F.3d at 508. Petitioner now claims that the Court invaded the province of the jury and enhanced his sentence beyond the maximum authorized for the crime, such that his attorneys should have objected based on Apprendi v. New Jersey, 530 U.S. 466 (2000) and Blakely v. Washington, 542 U.S. 296 (2004). *fn23

Apprendi and Blakely are only relevant, however, when a sentence exceeds the statutory maximum. Apprendi, 530 U.S. at 490; Blakely, 542 U.S. at 303--04; United States v. Waltower, 643 F.3d 572, 575--78 (7th Cir. 2011) ("[S]o long as a sentence does not exceed the statutory maximum, there is no Sixth Amendment concern with the advisory guidelines scheme."); United States v. Krieger, 628 F.3d 857, 863 (7th Cir. 2010). As just indicated, petitioner was sentenced below the 60-month maximum, to 24 months. Further, Apprendi and Blakely are not relevant because the federal sentencing guidelines are advisory, not mandatory. See United States v. Booker, 543 U.S. 220, 245 (2005); Waltower, 643 F.3d at 576. A reasonably effective attorney would not have considered this objection.

Cumulative and Spillover Effects

Finally, petitioner contends that the Court should not ignore the cumulative and spillover effects of his attorneys' deficiencies. Rather than evaluate each individual error separately, a court must consider a pattern of errors in its totality. Goodman v. Bertrand, 467 F.3d 1022, 1030 (7th Cir. 2006). Similarly, the Second Circuit has held that when some convictions are overturned, a court must consider any spillover effects on the remaining convictions. Lindstadt v. Keane, 239 F.3d 191, 205 (2d Cir. 2001). Yet the Court does not find any instances of constitutionally deficient performance here, so there is no pattern that must be considered in its totality. The Court is also not overturning any convictions, so there are no spillover effects.

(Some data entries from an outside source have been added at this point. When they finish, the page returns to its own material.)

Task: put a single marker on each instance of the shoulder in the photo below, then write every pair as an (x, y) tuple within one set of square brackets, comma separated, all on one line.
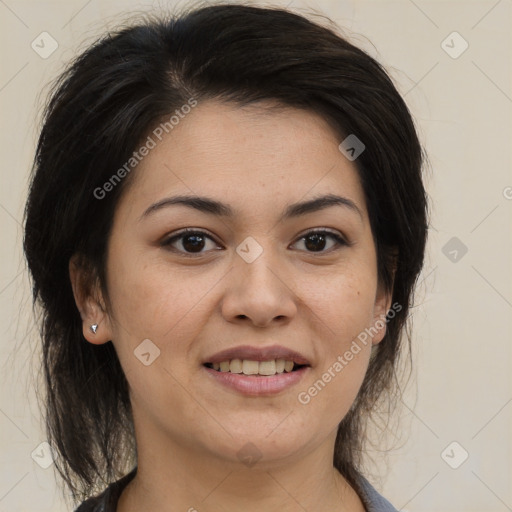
[(371, 499), (107, 500)]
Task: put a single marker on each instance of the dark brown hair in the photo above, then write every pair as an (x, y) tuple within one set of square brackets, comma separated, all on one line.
[(108, 100)]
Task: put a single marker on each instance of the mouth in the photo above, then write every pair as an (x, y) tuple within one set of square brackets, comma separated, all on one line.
[(250, 367)]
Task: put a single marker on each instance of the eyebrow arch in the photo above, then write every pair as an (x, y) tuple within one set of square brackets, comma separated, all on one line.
[(214, 207)]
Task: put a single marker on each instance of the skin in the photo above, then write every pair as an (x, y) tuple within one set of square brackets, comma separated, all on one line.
[(313, 300)]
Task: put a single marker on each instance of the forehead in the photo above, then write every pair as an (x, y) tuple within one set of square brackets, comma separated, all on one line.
[(253, 155)]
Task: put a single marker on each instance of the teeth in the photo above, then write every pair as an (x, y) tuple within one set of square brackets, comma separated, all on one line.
[(267, 368), (235, 366), (249, 367)]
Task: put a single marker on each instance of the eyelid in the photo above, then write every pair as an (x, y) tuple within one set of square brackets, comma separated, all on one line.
[(340, 239)]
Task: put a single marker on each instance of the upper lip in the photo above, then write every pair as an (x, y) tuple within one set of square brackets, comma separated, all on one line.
[(258, 354)]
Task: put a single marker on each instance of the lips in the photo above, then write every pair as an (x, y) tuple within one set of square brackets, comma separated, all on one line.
[(248, 352)]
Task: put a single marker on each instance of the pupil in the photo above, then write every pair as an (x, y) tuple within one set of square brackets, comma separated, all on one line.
[(194, 246), (316, 237)]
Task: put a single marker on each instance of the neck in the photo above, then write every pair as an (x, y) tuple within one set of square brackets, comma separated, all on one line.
[(173, 476)]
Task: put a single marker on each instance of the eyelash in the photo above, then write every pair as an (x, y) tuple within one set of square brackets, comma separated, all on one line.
[(189, 231)]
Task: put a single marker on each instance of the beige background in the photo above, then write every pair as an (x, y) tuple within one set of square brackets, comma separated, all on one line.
[(461, 388)]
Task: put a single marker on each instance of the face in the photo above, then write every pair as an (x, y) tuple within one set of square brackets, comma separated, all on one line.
[(305, 282)]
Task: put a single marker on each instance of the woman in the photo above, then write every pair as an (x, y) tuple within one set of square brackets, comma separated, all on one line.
[(224, 228)]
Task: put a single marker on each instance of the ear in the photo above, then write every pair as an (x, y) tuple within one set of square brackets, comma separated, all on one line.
[(383, 297), (89, 301), (382, 305)]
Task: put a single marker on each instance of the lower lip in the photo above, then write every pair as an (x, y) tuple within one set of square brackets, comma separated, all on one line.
[(252, 385)]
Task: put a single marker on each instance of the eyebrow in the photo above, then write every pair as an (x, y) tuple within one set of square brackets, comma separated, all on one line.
[(214, 207)]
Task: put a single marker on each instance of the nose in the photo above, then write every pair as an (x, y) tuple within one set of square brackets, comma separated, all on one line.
[(260, 292)]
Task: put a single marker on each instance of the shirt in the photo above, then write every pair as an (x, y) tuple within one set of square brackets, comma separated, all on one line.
[(107, 500)]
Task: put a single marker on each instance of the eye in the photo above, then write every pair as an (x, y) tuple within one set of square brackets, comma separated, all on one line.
[(190, 241), (315, 241), (193, 241)]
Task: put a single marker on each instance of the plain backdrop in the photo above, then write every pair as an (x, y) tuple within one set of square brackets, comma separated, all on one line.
[(452, 450)]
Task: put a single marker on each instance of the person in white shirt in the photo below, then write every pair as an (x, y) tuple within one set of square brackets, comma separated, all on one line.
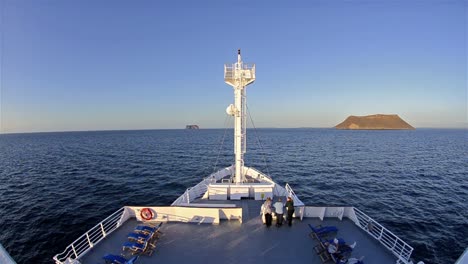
[(279, 212), (266, 211)]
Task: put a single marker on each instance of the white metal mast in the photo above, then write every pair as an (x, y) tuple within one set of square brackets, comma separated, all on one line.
[(239, 75)]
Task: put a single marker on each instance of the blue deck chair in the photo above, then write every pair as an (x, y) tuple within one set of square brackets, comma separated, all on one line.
[(137, 248), (147, 229), (114, 259), (341, 241)]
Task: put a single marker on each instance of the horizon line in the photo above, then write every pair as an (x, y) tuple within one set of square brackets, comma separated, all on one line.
[(149, 129)]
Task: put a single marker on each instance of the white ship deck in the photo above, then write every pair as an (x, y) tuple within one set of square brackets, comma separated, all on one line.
[(249, 242)]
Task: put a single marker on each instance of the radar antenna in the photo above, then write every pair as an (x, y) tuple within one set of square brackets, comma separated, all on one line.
[(239, 75)]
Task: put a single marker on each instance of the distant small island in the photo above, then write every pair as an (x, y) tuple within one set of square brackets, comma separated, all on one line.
[(372, 122)]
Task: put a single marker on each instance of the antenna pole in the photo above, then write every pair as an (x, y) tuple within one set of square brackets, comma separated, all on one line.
[(239, 76)]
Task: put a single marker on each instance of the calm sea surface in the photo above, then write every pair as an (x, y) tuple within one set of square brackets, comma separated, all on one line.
[(56, 186)]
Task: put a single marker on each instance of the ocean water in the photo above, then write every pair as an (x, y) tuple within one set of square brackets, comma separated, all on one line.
[(56, 186)]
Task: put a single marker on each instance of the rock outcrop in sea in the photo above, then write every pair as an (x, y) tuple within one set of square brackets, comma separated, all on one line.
[(378, 121)]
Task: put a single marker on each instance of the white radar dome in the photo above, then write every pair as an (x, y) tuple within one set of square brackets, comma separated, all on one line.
[(231, 110)]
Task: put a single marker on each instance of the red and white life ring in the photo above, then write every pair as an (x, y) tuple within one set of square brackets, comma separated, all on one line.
[(146, 214)]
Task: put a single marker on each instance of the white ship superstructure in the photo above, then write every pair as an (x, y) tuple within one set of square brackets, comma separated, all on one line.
[(219, 220)]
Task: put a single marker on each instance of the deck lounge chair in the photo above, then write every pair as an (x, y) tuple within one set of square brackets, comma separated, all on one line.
[(114, 259), (145, 229), (137, 248), (321, 231)]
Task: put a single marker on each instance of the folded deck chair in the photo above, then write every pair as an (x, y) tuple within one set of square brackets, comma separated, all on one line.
[(137, 248), (323, 230), (145, 229), (341, 241), (114, 259)]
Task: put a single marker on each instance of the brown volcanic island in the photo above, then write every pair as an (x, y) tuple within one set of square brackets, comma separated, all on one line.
[(374, 122)]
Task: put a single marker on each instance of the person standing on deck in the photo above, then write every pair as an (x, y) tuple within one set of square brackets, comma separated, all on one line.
[(290, 210), (266, 210), (279, 212)]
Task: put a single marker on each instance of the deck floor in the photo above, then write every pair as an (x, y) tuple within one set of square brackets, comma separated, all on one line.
[(249, 242)]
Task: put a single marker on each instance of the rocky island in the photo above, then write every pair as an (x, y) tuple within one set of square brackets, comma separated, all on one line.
[(378, 121)]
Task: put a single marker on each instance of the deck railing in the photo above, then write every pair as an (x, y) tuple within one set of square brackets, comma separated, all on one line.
[(200, 189), (91, 238), (392, 242)]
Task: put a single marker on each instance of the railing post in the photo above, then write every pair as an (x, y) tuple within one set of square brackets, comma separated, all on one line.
[(89, 240), (102, 229), (74, 251)]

Certificate of Appealability

Should petitioner wish to appeal, he must secure a certificate of appealability either from this Court or the Seventh Circuit. See Fed. R. App. P. 22(b); 28 U.S.C. § 2253(c)

(1). A certificate of appealability may issue only if the petitioner has made a "substantial showing of the denial of a constitutional right," § 2253(c)(2), which means that when the district court has denied the constitutional claims on the merits, the petitioner must show that "reasonable jurists would find the district court's assessment of the constitutional claims debatable or wrong," Slack v. McDaniel, 529 U.S. 473, 484 (2000). The petitioner need not show that his appeal will succeed, Miller--El v. Cockrell, 537 U.S. 322, 337 (2003), but he must show "something more than the absence of frivolity" or the existence of mere "good faith" on his part, id. at 338 (quoting Barefoot v. Estelle, 463 U.S. 880, 893 (1983)).

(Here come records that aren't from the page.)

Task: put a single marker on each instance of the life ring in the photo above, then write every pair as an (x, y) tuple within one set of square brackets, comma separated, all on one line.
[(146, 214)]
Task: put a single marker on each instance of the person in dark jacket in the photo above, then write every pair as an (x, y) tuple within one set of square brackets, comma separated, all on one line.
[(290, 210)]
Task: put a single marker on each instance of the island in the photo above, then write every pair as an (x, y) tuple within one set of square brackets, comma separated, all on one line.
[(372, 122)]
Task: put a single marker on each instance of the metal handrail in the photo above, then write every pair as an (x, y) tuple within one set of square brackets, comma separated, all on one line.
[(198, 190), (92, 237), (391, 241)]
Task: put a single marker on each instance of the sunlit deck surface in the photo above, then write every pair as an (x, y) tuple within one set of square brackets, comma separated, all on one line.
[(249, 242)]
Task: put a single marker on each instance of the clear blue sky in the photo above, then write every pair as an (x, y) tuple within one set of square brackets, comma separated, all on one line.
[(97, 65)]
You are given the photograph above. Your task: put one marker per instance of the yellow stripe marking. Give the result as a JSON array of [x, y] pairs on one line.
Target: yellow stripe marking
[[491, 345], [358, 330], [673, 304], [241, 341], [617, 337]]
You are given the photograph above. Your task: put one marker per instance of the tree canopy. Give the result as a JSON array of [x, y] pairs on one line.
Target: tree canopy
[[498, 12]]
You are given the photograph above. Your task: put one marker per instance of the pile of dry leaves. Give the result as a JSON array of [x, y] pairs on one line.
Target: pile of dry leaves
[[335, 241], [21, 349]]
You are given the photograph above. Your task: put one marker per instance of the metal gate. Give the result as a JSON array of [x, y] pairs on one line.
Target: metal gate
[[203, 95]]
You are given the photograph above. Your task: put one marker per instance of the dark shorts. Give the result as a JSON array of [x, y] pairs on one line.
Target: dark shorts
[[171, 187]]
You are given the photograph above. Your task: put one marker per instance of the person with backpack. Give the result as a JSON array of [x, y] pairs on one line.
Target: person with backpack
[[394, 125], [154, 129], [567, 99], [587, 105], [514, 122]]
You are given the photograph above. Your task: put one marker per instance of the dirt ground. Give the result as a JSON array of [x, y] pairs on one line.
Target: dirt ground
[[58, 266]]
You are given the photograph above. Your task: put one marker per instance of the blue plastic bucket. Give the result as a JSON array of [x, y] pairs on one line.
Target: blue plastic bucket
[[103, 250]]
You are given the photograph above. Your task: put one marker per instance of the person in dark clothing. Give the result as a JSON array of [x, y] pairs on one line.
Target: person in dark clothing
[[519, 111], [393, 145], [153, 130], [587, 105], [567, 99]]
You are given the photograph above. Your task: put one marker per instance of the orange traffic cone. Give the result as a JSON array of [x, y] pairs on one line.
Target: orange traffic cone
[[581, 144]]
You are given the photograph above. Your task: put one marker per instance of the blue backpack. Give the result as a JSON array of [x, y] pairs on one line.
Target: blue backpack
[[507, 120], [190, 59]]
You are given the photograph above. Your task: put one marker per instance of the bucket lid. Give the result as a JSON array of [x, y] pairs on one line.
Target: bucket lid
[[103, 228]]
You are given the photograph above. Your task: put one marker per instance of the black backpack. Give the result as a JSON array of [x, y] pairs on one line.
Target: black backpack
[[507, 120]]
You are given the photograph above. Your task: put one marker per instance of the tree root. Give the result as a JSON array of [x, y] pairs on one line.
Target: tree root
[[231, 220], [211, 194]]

Here, petitioner's underlying constitutional claims, e.g., due process, are without merit. They either depend on Illinois law, which is not relevant to his federal convictions, or have already been addressed by the court of appeals. His other allegations of attorney error are either frivolous or serve only to illustrate how well his attorneys did represent him. Accordingly, the Court does not find that reasonable jurists would find its assessment of the constitutional claims debatable or wrong. A certificate of appealability will not be issued. If petitioner wishes to appeal, he may request that a circuit judge issue the certificate. See Fed. R. App. P. 22(b)(1).


Petitioner's motion to vacate, set aside, or correct his sentence pursuant to 28 U.S.C. § 2255 (Doc. 12) is DENIED. Petitioner's motions for summary judgment (Doc.

30) and to expedite the entry of orders (Doc. 35) are DENIED as moot. The Court declines to issue a certificate of appealability. This case is DISMISSED WITH PREJUDICE. The Clerk of Court is DIRECTED to enter judgment accordingly.